IRS Acting Commissioner David J. Kautter wrote in a Jan. 12 letter to Walorski that the IRS plans to implement her requested change to the Federal Payment Levy Program (FPLP), which recovers unpaid taxes via automated levies on taxpayers who receive certain payments from the federal government. Generally, taxpayers with incomes below 250 percent of the federal poverty level are excluded from the program’s automatic levies, according to Walorski’s office, but in 2017 the IRS changed the FPLP and didn’t apply that criteria to military retirees.

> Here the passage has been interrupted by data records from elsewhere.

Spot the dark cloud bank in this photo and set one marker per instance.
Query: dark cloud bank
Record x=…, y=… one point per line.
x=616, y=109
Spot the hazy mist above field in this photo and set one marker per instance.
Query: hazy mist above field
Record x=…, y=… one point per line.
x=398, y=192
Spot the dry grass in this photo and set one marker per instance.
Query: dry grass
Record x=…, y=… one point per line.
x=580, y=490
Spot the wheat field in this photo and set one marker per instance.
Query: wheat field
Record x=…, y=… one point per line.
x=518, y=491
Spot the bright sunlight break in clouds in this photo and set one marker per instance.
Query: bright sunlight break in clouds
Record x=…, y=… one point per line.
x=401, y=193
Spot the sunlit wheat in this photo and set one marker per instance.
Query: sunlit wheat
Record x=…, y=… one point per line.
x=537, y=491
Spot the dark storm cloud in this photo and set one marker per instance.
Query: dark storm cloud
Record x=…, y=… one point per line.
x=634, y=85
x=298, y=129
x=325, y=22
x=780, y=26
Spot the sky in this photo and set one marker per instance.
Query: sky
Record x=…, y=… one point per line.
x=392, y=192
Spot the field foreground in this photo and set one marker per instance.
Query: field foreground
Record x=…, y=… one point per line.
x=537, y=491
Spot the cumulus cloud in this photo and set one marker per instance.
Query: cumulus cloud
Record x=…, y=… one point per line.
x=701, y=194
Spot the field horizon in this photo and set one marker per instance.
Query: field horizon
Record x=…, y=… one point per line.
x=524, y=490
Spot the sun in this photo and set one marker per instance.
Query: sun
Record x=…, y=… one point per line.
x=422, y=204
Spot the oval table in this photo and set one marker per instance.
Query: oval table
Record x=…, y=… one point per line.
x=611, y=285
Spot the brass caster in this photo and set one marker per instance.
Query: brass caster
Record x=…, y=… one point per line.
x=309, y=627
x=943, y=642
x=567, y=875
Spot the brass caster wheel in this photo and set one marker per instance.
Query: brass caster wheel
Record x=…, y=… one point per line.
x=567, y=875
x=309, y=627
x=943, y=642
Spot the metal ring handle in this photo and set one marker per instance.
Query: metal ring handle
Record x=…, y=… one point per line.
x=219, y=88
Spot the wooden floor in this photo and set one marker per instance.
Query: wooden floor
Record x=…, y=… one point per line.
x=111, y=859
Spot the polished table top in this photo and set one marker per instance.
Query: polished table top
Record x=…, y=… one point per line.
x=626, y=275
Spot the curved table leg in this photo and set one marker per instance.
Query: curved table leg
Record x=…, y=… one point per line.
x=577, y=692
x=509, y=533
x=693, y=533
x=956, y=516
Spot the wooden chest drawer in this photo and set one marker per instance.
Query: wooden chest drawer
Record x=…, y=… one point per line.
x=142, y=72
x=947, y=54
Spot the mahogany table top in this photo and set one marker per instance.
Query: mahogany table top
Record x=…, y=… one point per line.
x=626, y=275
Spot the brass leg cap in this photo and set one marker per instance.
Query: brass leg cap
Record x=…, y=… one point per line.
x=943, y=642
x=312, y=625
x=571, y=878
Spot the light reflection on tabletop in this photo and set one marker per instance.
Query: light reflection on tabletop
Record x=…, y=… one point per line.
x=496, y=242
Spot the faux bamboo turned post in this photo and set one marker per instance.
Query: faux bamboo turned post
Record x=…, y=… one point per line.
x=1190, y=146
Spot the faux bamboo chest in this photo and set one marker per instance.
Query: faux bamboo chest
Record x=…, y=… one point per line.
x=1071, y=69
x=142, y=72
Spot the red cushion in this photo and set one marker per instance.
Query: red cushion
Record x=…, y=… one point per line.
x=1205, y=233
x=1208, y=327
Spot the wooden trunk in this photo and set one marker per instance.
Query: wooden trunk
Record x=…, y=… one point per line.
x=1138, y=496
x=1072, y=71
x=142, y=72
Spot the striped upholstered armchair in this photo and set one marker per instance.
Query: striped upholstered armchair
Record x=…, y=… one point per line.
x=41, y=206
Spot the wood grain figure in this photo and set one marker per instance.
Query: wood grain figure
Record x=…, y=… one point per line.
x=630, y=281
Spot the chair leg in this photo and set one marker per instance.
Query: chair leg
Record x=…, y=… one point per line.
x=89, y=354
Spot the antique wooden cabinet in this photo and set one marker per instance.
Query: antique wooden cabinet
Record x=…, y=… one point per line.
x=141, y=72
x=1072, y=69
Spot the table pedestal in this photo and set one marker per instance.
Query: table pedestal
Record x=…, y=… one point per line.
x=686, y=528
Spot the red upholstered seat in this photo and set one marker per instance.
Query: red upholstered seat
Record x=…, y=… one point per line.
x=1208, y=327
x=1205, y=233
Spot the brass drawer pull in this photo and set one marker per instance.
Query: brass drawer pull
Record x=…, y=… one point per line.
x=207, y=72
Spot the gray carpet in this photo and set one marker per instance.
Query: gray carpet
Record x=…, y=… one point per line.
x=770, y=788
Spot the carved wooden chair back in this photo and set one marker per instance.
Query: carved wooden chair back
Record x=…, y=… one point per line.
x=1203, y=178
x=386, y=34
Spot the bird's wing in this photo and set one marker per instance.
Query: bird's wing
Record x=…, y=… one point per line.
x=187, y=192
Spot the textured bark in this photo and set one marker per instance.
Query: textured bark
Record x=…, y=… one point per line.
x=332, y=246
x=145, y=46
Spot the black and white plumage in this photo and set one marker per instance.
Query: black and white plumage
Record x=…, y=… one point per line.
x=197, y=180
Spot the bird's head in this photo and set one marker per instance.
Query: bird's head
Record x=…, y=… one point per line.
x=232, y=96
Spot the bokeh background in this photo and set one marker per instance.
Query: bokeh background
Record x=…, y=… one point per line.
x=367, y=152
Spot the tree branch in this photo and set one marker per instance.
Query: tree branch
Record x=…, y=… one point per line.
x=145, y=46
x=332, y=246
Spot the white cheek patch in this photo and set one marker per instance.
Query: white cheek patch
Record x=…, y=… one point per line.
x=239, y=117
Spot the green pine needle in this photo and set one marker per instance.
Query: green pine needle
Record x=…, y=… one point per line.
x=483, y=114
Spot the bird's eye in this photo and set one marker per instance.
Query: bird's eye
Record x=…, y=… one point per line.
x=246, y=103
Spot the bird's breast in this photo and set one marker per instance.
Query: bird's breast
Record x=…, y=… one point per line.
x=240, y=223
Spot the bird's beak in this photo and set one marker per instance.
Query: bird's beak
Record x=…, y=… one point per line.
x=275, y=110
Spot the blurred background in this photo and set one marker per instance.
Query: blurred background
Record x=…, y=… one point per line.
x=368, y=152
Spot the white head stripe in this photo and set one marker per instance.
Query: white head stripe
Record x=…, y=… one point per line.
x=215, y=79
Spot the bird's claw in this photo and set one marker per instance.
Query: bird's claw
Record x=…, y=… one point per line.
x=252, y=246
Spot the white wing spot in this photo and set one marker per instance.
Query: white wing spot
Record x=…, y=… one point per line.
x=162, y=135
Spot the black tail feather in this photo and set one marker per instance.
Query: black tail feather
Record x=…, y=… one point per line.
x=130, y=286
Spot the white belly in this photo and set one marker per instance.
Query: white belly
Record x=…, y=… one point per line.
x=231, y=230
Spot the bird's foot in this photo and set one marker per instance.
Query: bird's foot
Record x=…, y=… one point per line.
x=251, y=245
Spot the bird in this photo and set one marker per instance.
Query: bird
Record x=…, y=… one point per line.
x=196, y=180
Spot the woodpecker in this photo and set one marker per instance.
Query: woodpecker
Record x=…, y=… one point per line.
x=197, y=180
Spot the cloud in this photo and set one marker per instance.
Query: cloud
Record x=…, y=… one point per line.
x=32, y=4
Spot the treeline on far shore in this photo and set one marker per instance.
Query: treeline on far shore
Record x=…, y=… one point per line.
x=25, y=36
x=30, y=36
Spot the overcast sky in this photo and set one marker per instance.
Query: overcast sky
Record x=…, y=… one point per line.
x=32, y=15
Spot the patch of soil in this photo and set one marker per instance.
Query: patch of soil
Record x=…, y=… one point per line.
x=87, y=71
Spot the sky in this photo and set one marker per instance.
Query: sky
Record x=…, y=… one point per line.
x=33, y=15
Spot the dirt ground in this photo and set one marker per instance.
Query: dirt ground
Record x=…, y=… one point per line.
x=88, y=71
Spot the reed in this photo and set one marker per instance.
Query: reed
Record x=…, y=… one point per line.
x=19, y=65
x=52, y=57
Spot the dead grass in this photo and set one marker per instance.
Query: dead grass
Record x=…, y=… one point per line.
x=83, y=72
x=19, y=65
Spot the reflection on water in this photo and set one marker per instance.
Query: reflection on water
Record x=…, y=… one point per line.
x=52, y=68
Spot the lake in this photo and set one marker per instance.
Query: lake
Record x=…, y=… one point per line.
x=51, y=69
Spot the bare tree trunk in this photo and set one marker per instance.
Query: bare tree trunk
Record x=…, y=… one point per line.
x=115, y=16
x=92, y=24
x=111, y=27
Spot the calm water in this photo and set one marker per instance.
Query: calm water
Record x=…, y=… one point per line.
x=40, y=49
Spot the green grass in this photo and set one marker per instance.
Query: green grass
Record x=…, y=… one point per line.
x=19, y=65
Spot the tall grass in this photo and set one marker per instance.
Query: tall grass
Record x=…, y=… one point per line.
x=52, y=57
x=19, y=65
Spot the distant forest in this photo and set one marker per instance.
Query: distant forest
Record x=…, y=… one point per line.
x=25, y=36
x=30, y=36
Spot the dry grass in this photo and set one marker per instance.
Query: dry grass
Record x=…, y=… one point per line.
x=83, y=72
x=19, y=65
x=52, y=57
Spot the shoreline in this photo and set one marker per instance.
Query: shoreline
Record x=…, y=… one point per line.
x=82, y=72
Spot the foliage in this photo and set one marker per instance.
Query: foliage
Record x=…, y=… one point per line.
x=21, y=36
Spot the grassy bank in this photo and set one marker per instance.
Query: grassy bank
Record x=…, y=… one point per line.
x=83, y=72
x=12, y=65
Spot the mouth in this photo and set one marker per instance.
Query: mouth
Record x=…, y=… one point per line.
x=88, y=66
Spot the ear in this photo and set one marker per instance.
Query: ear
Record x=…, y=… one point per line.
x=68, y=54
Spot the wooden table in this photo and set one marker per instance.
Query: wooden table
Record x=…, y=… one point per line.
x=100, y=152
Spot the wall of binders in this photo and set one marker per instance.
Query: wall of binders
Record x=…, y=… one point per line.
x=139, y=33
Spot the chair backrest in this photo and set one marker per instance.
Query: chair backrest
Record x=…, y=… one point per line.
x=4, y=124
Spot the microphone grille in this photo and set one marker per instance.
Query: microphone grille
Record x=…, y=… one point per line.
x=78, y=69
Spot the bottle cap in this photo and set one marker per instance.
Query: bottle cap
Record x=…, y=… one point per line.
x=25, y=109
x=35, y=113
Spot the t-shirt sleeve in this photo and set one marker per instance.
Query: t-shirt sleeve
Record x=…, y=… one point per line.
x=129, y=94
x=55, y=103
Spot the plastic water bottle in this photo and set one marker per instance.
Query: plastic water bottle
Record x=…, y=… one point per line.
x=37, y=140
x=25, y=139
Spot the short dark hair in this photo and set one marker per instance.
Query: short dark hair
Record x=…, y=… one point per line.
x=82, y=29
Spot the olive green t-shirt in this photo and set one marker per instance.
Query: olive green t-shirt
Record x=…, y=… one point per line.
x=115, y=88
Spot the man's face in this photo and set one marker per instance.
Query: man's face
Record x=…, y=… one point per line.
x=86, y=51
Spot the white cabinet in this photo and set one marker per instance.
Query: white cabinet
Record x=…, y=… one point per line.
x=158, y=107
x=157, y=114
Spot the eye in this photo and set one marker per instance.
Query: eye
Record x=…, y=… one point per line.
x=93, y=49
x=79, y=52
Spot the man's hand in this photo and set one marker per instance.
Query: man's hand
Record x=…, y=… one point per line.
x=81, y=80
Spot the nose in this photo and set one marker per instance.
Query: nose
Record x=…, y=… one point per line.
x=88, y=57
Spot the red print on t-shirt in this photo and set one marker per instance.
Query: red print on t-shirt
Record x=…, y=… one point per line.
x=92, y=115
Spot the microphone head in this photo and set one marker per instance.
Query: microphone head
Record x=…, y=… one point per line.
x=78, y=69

In her Nov. 17, 2017 letter to Kautter, the congresswoman requested that the IRS use its so-called low-income filter for military retirement payments so that retirees would be spared undue economic hardship. Walorski pointed out in the letter that the practice would conform with how the IRS currently handles other federal retirement benefit payments. Using the low-income filter means a taxpayer won’t be left with too little money for living expenses after a levy triggers the automatic fund collection.

… “I am pleased the IRS has decided to protect low-income military retirees — many of whom spent decades serving in uniform — from unnecessary economic hardship,” said Rep. Walorski.